October is the holiday season in India, but there is one more reason to celebrate this year: the end of the first wave of the coronavirus disease.
It’s evident in one of the charts accompanying this 176th installment of Dispatch: a return from the seven-day average of daily cases to levels last seen in early September.
The reasons for this are unclear, and the pattern of daily case numbers is still too volatile for my liking, but the downward slope of the curve is clearly there to see. Inadequate testing does not appear to have caused this – the average of seven days of testing performed every day has continued to rise, although a more detailed analysis of the gap between RT-PCR and rapid antigen testing is needed before this can be conclusive . He said.
There has also been a slight drop in the number of daily deaths and a significant drop in the seven-day average positivity rate (number of people who tested positive expressed as a percentage of the number who were tested).
This is the first time that the number of Covid-19 cases, both daily and on a seven-day average, has steadily decreased for at least fifteen days, perhaps more. Other countries have seen clear first waves (the United States has also seen a second and is now in the third), but not India so far. In late August and September, as cases rose, some experts erroneously referred to it as the second wave in the country, but as can be seen from the graph mentioned in the first instance, it was simply a continuation of the same curve upward. That has changed: Since the third week of September, the seven-day average of daily cases has been trending downward.
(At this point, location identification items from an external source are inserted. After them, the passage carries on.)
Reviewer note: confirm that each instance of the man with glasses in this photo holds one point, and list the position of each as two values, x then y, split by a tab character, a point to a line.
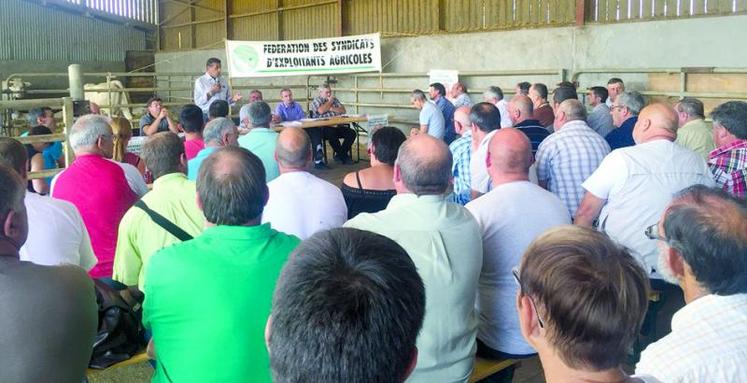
510	216
624	111
631	187
100	188
581	302
703	240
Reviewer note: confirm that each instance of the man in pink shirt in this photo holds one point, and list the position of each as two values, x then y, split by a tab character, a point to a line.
192	122
100	188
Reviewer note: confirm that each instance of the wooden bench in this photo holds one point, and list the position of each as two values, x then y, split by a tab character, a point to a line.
487	367
137	358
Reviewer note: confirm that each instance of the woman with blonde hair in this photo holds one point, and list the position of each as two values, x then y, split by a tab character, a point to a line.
122	131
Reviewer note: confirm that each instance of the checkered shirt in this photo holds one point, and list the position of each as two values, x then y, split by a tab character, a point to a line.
566	158
461	152
729	167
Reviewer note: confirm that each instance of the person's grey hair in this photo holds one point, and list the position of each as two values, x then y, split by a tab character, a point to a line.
87	130
216	128
631	100
574	110
418	95
692	106
33	115
294	157
494	92
424	173
12	191
162	153
260	114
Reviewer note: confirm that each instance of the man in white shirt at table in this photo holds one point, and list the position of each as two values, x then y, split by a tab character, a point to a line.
212	86
702	237
301	203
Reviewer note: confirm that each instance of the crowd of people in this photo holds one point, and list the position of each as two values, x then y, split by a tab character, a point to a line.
509	228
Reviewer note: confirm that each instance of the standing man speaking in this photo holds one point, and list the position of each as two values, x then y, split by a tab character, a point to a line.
211	86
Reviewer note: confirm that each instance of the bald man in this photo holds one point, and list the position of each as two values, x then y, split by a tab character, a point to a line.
510	216
461	152
521	112
631	187
301	203
443	241
569	155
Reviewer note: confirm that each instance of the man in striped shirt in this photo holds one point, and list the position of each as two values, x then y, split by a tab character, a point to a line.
569	156
728	162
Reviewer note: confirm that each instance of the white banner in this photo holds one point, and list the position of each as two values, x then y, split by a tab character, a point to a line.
348	54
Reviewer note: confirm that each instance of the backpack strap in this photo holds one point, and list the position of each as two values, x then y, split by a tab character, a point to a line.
162	221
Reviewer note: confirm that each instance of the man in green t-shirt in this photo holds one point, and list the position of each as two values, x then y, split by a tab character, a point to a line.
207	299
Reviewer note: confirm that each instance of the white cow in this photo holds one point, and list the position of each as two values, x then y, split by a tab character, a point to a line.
97	93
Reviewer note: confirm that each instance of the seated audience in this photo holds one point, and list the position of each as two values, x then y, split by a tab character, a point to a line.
219	108
510	216
541	108
53	154
56	233
600	119
494	95
437	92
460	96
326	105
570	155
157	119
173	197
615	87
261	140
48	313
522	88
443	240
301	203
431	119
370	190
207	300
521	113
632	186
100	188
288	109
485	121
192	123
122	130
728	162
218	133
370	286
581	302
624	111
37	163
461	152
703	242
693	132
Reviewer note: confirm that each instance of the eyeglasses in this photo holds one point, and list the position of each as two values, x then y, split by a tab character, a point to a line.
515	273
652	232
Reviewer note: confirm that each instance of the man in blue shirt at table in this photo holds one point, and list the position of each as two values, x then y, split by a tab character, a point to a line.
288	109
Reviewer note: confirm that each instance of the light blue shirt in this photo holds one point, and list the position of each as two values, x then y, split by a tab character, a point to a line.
262	142
193	166
443	240
432	117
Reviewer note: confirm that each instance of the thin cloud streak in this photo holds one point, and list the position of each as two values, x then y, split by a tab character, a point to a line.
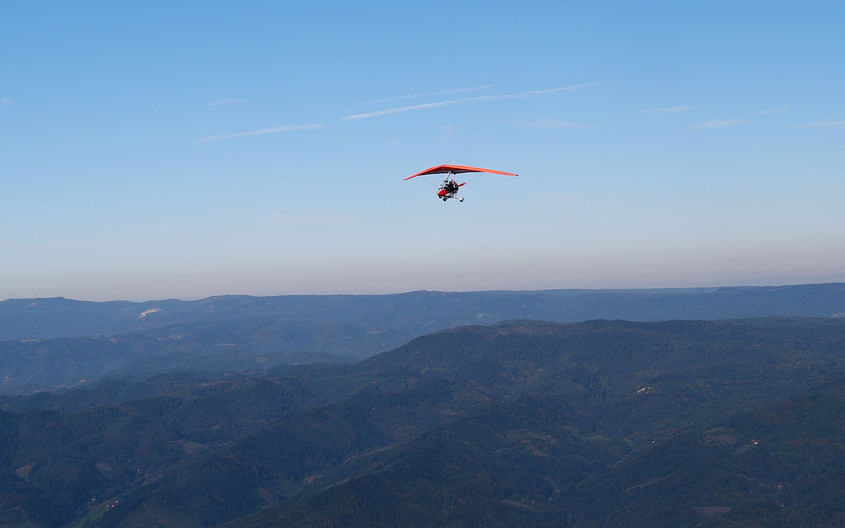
549	123
668	109
476	99
262	131
430	94
226	101
719	123
776	110
824	124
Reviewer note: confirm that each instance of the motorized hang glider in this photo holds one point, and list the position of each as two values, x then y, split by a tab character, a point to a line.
449	187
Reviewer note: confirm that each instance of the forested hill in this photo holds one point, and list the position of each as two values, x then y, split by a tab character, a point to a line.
603	423
420	312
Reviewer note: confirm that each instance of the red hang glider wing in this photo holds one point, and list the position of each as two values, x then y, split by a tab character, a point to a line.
455	169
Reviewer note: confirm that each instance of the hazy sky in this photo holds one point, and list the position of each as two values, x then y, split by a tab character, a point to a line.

And this, even after taking into account the factor of Monday (the number of cases usually suffers a drop due to the few tests carried out during the weekend). On October 5 there were 59,980; on September 28, 69,685; on September 21, 74,693; on September 14, 81,801; on September 7 it was 77,816; on August 31, 67,484; and on August 24, 59,051. The pattern is clear.
And so, to repeat what I said at the beginning of this column, it is time to celebrate, cautiously, in a socially detached way, and with the full awareness that the curve could go back to the north and things to the south. After all, both in the United States and in European countries like France and Spain, the second wave was stronger than the first in terms of the number of daily cases, although the deaths were far fewer.
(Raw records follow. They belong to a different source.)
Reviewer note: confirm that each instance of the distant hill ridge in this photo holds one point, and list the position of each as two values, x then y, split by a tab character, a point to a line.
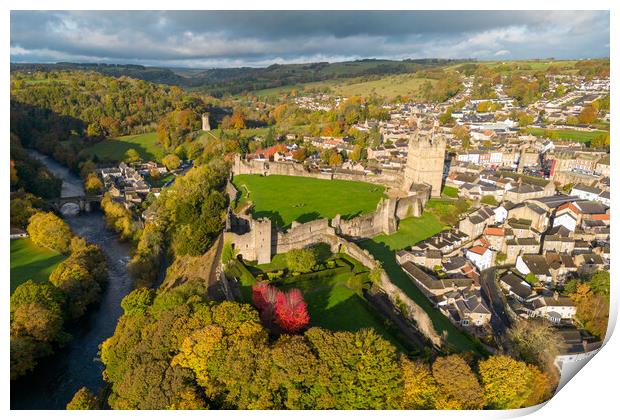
221	81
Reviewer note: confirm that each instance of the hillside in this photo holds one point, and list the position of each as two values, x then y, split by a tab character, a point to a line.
222	81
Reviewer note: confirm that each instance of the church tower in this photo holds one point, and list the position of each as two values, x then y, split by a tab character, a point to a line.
205	122
425	159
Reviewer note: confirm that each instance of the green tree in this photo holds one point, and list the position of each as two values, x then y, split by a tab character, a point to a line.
301	260
138	301
171	162
83	399
132	155
536	342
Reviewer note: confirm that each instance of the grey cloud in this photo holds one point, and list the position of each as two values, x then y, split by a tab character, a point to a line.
214	39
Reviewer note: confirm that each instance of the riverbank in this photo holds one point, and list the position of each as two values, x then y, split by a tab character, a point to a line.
57	378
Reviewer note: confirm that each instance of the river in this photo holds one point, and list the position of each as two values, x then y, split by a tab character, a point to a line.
53	383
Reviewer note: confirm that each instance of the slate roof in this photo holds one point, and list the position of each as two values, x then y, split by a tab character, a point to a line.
537	264
517	285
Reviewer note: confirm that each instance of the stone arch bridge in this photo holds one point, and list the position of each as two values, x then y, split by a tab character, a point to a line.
83	202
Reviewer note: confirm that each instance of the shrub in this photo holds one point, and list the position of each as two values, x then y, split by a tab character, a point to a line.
49	231
301	260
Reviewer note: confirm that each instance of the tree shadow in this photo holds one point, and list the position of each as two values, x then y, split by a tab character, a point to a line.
351	215
308	217
274	216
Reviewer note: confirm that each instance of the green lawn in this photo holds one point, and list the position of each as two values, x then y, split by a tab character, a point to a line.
334	296
574	135
388	86
285	199
451	192
30	261
411	231
113	150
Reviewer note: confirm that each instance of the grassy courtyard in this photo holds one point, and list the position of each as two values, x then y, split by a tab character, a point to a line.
334	295
389	86
285	199
113	150
30	261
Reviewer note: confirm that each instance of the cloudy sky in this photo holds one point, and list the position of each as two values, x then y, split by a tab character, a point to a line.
230	39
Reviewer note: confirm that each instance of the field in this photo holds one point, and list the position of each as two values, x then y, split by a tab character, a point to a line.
411	231
284	199
574	135
451	192
29	261
113	150
388	87
334	296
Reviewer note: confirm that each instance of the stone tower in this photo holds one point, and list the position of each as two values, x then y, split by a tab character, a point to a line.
205	122
425	159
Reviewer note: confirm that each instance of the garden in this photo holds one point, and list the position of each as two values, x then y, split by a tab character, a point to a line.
332	286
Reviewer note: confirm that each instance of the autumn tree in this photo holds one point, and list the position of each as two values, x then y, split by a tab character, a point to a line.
171	161
536	342
237	120
420	389
335	160
509	383
36	324
119	218
299	155
50	231
93	184
291	311
459	387
132	155
83	399
588	114
592	309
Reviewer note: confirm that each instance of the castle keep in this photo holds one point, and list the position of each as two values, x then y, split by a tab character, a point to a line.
425	160
258	240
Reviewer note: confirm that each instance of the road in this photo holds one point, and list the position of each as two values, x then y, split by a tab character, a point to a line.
500	321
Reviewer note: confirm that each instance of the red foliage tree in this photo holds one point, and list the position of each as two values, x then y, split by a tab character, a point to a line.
286	311
264	297
291	311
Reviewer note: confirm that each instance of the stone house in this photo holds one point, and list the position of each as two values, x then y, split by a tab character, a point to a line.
433	287
480	256
520	246
474	223
465	307
517	288
530	211
535	264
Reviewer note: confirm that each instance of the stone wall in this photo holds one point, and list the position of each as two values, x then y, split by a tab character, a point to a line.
254	167
231	191
301	235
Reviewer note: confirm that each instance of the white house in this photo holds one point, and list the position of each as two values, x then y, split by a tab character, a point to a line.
535	264
555	309
480	256
585	192
604	198
567	220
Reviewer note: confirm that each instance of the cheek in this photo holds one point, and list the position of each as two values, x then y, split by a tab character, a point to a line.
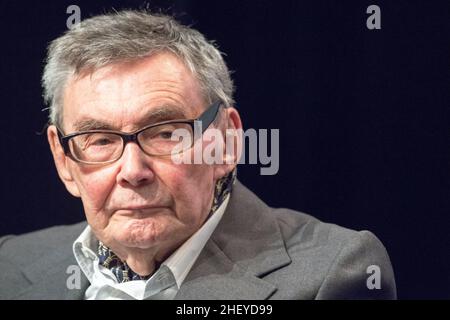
95	187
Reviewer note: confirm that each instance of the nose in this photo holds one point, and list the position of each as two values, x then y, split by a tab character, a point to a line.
135	170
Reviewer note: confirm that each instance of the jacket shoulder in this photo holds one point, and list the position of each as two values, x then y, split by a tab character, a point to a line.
22	249
338	262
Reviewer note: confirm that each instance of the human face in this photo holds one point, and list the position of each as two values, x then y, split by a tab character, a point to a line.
138	201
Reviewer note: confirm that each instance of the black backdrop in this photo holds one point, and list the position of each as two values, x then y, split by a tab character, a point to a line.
363	116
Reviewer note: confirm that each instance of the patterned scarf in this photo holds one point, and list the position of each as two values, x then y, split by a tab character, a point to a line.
122	271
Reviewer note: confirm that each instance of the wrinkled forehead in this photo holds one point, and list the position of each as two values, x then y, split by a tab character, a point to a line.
126	96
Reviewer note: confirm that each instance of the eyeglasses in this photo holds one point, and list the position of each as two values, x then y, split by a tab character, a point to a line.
159	139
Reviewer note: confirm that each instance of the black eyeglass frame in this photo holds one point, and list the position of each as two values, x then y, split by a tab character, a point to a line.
205	119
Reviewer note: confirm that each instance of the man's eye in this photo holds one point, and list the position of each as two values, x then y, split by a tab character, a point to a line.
101	142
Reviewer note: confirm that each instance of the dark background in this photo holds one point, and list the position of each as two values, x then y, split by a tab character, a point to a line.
363	116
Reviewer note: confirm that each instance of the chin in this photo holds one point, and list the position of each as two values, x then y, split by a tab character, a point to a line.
140	233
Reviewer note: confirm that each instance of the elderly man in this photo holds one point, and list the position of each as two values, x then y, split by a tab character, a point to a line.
119	87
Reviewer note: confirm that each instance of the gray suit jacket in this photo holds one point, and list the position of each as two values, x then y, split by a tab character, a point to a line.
256	252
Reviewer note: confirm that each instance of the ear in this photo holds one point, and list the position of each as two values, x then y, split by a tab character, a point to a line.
233	143
61	162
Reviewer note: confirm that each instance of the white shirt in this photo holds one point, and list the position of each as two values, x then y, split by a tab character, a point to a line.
163	284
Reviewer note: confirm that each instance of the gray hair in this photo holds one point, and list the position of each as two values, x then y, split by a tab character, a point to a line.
128	36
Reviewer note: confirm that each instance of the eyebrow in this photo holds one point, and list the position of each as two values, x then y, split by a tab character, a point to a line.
158	114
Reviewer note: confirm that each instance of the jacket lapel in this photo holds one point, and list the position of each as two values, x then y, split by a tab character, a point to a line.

For much of the first wave, Delhi, Maharashtra, and Tamil Nadu accounted for a significant proportion of infections in the country, although that has changed in recent months.
Among these, the trajectory of the pandemic in Delhi shows that the Capital has seen two waves and that in Maharashtra it shows that the western state, the most affected by the coronavirus disease in the country, may be seeing the end of its first wave. Maharashtra’s positivity rate is still a bit too high (a seven-day average of 18.7% on Monday) to say this for sure, but even that number is at least eight percentage points off its recent peaks, indicating some kind of change.
However, Tamil Nadu presents an interesting study. The number of cases in the state has been on a long (and high) plateau since early August, it is unclear why, although its positivity rate appears to be well controlled. The tests in Delhi and Maharashtra appear to have decreased somewhat, while Tamil Nadu remains an outlier (positive).